Data Platform/Data Lake/Edits/MediaWiki history
This page describes the data set that stores the denormalized edit history of WMF's wikis. It lives in the Analytics Hadoop cluster and is accessible via the Hive table wmf.mediawiki_history
.
A new snapshot covering all of history is generated from the source data each month. For more details on the process, see Analytics/Systems/Data Lake/Edits/Pipeline, and more precisely Analytics/Systems/Data Lake/Edits/Pipeline/Revision augmentation and denormaliztion.
Public version
This data is published as a collection of files on our dumps infrastructure: Analytics/Data_Lake/Edits/Mediawiki_history_dumps.
Schema
For schema documentation, see the entry in DataHub.
Changes and known problems
Date | Phab
Task |
Snapshot version | Details |
---|---|---|---|
2023-11-01 | task T350489 | 2023-10 | The mediawiki_project_namespace_map table schema was updated. The update was backwards-compatible but the code used the raw data, superimposing its own schema. This was the right decision for performance when we created the job, but latest Spark makes this unnecessary. The job should be updated to use a select statement and future-proof itself. This has not been prioritized. |
2023-09-01 | task T344632 | 2023-08 | A system user, "Global_rename_script", was given an id and caused a sizeable shift in data. The checker errors were ignored as false alarms. |
2023-08-03 | task T345208 | 2023-07 | Fixes to how redacted actor ids show up on Cloud replicas caused downstream problems in MW history. Skew-join helper logic was updated and jobs were rerun. The checker still flagged a sizable difference, probably due to deleted users no longer being seen as valid actors. It was decided that we should ignore this difference and not vet the data further. |
2022-06-01 | task T309987 | 2022-05 | Changes in the production database caused sqoop to break, delays in the mw history job, and delays for all dependent datasets. |
2020-08 | task T259823 | 2020-06 | Some page ids are null or zero, and other records appear as duplicates when attempting to use some seemingly unique column combinations |
2019-07 | task T221825 | 2019-05 | Schema changes:
Improvements in linking more user and page events into full histories, that we were not able to put together before. Dataset should in general be more consistent and accurate. |
2019-05 | task T221824 | 2019-04 | Schema changes:
Thanks to improvement made on user-history-reconstruction, linking between user-states and page/revision states is now a lot more accurate (see Task T218463). |
2018-10 | task T209031 | 2018-10 and 2018-11 | due to the refactor of mediawiki-comments into a separate table, the revision-comments are not available in the table for the two snapshots listed here. |
2017-12 | 2017-11 | For pairs of fields that give current and historical versions of a value, rename the fields so that _historical is appended to the historical field rather than _latest to the current one.

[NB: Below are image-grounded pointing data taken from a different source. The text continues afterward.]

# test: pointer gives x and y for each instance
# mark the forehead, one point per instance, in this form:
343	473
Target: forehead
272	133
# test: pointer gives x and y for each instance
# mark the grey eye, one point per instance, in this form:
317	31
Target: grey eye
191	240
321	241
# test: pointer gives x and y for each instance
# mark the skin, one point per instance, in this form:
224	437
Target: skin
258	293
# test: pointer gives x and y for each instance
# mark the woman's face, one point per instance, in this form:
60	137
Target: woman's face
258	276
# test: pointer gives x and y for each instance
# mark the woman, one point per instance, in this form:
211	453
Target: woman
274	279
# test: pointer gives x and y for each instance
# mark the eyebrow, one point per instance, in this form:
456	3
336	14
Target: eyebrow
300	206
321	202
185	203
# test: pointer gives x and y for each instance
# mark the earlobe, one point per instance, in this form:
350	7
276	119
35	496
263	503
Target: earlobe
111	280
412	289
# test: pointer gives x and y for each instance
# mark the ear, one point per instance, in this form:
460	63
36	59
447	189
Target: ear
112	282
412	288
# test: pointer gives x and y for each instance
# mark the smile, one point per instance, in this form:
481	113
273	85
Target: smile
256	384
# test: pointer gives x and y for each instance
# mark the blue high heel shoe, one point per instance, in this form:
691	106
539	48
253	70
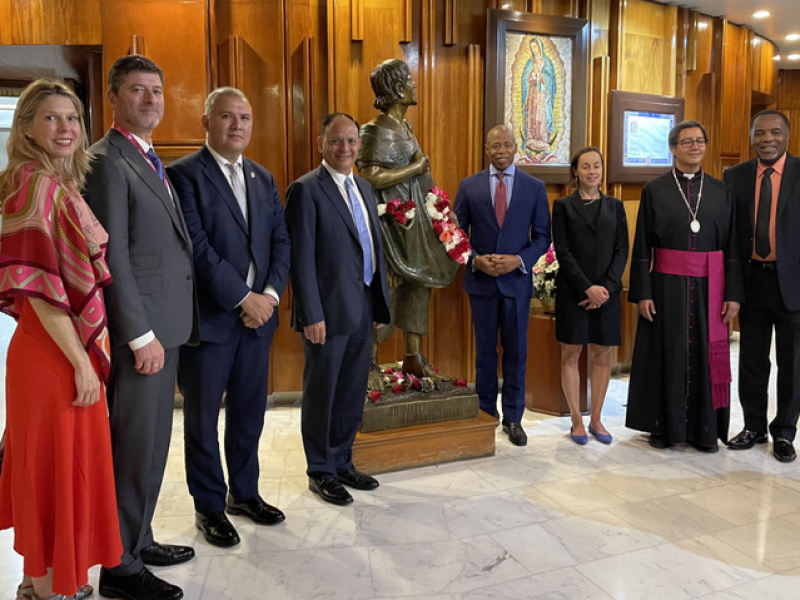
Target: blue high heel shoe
581	440
603	438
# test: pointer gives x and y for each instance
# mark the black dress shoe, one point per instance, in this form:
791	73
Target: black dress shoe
657	440
216	528
746	439
358	480
166	555
330	490
783	450
257	510
141	586
702	448
516	434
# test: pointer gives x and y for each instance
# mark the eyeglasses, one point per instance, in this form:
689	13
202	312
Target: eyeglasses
689	142
351	142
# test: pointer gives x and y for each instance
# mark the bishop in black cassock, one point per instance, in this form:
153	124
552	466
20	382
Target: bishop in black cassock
680	381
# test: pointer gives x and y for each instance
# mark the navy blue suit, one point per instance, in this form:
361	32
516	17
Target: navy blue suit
503	302
231	357
328	285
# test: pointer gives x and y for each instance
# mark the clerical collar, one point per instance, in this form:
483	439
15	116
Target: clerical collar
688	176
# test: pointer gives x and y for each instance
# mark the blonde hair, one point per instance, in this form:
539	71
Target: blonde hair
22	149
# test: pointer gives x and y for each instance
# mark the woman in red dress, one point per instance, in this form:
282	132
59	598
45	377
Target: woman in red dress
57	482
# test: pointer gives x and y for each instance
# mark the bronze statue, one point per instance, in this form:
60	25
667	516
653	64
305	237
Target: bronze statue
392	161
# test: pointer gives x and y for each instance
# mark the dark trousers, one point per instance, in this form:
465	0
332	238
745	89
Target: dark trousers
763	311
334	389
510	316
140	412
240	367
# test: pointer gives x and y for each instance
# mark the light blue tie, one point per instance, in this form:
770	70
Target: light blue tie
361	227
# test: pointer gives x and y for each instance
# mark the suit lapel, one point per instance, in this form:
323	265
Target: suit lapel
788	181
254	190
577	204
328	185
142	167
486	199
749	183
214	174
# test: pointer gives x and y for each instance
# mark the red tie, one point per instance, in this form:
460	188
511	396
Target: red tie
500	202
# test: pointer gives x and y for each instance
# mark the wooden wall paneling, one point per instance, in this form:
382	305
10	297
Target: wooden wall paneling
598	135
229	61
450	22
735	94
649	48
50	22
137	45
406	21
179	25
788	102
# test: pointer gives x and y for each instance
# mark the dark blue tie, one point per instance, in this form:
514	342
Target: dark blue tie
151	154
361	228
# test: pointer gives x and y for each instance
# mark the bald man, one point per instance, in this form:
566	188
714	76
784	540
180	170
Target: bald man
505	213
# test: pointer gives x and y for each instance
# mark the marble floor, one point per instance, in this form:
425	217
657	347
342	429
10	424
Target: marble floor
549	521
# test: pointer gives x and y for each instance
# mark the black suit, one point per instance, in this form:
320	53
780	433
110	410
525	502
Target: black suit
327	275
231	357
772	300
589	253
150	258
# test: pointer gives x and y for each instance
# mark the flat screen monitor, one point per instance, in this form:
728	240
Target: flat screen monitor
646	139
638	144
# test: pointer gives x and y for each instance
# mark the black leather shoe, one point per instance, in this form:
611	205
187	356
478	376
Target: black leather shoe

Revisions happening before page-creation date (due to restore over existing page) are now correctly linked. History of pages with complex delete/restore patterns is on purpose not yet orretly worked. Will happen after Wikistats-2 release. | |
2017-06 | task T161147 | 2017-06 | Provide cumulative edit count |
2017-06 | task T170493 | 2017-06 | Use native timestamps (java.sql.Timestamp, but stillsaves them as JDBC compliant strings) |
2016-10-06 | n/a | The dataset contains data for simplewiki and enwiki until september 2016. Still we need to productionize the automatic updates to that table and import all the wikis. | |
2017-03-01 | n/a | Add the snapshot partition, allowing to keep multiple versions of the history. Data starts to flow regularly (every month) from labs.
|